O socialismo é a reação contra o capitalismo, contra a insana acumulação de riquezas na própria nação. Sua política seria de todo diversa se fosse vivida em Esparta ou no Tibet. O espiritualismo não atrairia tampouco a atenção se não estivesse em contradição deslumbrante com o material estendido em todas as partes. Tampouco teria tanto poder se os valores sobrenaturais fossem mais reconhecidos.
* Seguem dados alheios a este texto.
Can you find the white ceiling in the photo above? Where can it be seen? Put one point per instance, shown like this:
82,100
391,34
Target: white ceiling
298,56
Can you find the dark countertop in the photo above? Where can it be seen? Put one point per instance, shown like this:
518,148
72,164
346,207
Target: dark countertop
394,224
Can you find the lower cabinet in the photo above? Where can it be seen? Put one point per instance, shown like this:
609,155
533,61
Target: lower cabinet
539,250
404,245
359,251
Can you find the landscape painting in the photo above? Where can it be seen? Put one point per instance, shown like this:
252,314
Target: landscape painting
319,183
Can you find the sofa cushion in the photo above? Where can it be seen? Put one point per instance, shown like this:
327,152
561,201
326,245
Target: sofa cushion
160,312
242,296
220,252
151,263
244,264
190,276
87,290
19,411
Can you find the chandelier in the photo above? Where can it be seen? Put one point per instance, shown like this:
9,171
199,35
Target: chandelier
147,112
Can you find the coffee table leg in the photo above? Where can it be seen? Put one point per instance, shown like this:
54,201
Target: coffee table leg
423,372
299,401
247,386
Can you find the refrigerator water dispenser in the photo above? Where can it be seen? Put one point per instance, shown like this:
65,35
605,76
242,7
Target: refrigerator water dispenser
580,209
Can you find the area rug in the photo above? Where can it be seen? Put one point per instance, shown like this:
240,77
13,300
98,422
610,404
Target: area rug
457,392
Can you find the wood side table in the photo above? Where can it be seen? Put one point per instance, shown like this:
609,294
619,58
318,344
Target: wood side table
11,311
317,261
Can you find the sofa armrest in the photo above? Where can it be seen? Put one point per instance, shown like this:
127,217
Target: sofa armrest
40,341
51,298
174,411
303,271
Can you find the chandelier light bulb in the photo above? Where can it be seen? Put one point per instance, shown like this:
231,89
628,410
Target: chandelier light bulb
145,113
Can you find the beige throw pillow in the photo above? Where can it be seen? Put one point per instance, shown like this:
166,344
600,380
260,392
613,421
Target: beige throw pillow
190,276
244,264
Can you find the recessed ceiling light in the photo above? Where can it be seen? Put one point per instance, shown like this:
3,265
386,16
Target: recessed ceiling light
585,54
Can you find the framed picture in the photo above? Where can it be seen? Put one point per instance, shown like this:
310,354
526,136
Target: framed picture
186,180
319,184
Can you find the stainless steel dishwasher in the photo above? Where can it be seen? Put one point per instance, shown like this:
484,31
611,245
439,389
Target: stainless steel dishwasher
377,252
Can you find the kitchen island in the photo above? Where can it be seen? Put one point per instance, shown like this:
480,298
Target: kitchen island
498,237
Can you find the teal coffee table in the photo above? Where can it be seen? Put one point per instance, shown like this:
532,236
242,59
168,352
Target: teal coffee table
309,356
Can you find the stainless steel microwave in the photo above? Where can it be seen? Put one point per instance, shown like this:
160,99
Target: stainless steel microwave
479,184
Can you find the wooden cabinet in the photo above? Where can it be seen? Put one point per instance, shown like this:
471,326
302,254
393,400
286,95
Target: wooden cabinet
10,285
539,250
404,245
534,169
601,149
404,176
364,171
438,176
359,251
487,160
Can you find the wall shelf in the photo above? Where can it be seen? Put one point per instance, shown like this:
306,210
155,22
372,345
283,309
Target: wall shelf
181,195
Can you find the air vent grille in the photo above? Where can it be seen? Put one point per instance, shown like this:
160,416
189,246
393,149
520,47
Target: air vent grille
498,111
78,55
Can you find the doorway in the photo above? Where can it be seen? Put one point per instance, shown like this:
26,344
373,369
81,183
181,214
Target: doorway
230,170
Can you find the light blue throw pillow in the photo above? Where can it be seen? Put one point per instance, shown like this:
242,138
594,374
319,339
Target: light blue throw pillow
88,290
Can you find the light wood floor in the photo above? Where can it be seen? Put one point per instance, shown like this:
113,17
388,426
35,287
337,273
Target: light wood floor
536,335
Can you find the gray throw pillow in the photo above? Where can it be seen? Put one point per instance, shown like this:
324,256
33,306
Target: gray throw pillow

Jamais a superstição tem revolucionado tanto o mundo como agora. Só depois que toda uma geração declarou dogmaticamente e de uma vez por todas, a IMPOSSIBILIDADE de que haja espíritos, a mesma geração deixou-se assustar por um pobre, pequeno espírito. Estas superstições são invenções de seu tempo —poderia se dizer em sua desculpa—. Já faz muito, entretanto, que a Igreja Católica tenha aprovado não ser ela uma invenção de seu tempo: é a obra de seu Criador, e continua sendo capaz de viver o mesmo em sua velhice como em sua primeira juventude: e seus inimigos, no mais profundo de suas almas, perderam já a esperança de vê-la morrer algum dia.

G. K. Chesterton

Pensamentos:

Objetivo

O objetivo de um ano novo não é que nós deveríamos ter um ano novo. É sim que nós deveríamos ter uma alma nova.

Cansado de tudo

Pobre daquele que está cansado de tudo, porque tudo e todos estão sempre certamente cansados dele.

Doutrinas espirituais

Doutrinas espirituais na verdade não limitam a mente como fazem as negações materialistas. Mesmo que eu creia em imortalidade eu posso não pensar sobre isso. Mas se eu descreio na imortalidade eu devo não pensar nisso.

Psicanálise é…

Psicanálise é confissão sem absolvição.

Conceder

Tradição significa conceder votos à mais obscura de todas as classes: nossos ancestrais. É a democracia dos mortos. A tradição recusa submeter-se a essa arrogante oligarquia que meramente ocorre estar andando por aí.

Porque

Bebei porque sois felizes, mas nunca porque sois desgraçados.

Amar o próximo

A Bíblia nos ensina a amar o próximo e também a amar nossos inimigos provavelmente porque eles em geral são as mesmas pessoas.

Forte desejo

A coragem é quase uma contradição em termos. Significa um forte desejo de viver, sob a forma de disposição para morrer.

Uma virtude

Amor significa amar o não amável, senão ele não é uma virtude, afinal.

Amar qualquer coisa

O modo para se amar qualquer coisa é perceber que ela pode ser perdida.

Geralmente brigam

As pessoas geralmente brigam porque não conseguem argumentar.

Desesperamos

Somente quando de tudo desesperamos é que a esperança começa a ser a verdadeira força.

Nunca

Nunca levei a sério os meus livros, mas levo muito a sério as minhas opiniões…

Popular

O jornalismo é popular, mas é popular principalmente como ficção. A vida é um mundo, e a vida vista nos jornais é outro.

Quando chover…

Quando chover no seu desfile, olhe para cima e não para baixo. Sem a chuva, não existiria o arco-íris.

Grandes coisas

Vê-se grandes coisas a partir do vale; e somente pequenas coisas a partir do cume.

Simplicidade no homem

Há mais simplicidade no homem que come caviar por impulso, do que naquele que come nozes por princípio.

A razão

A razão porque os fantasmas abandonaram os velhos castelos da Escócia é porque as pessoas deixaram de acreditar neles.

Coragem

A coragem significa um forte desejo de viver, sob a forma de disposição para morrer.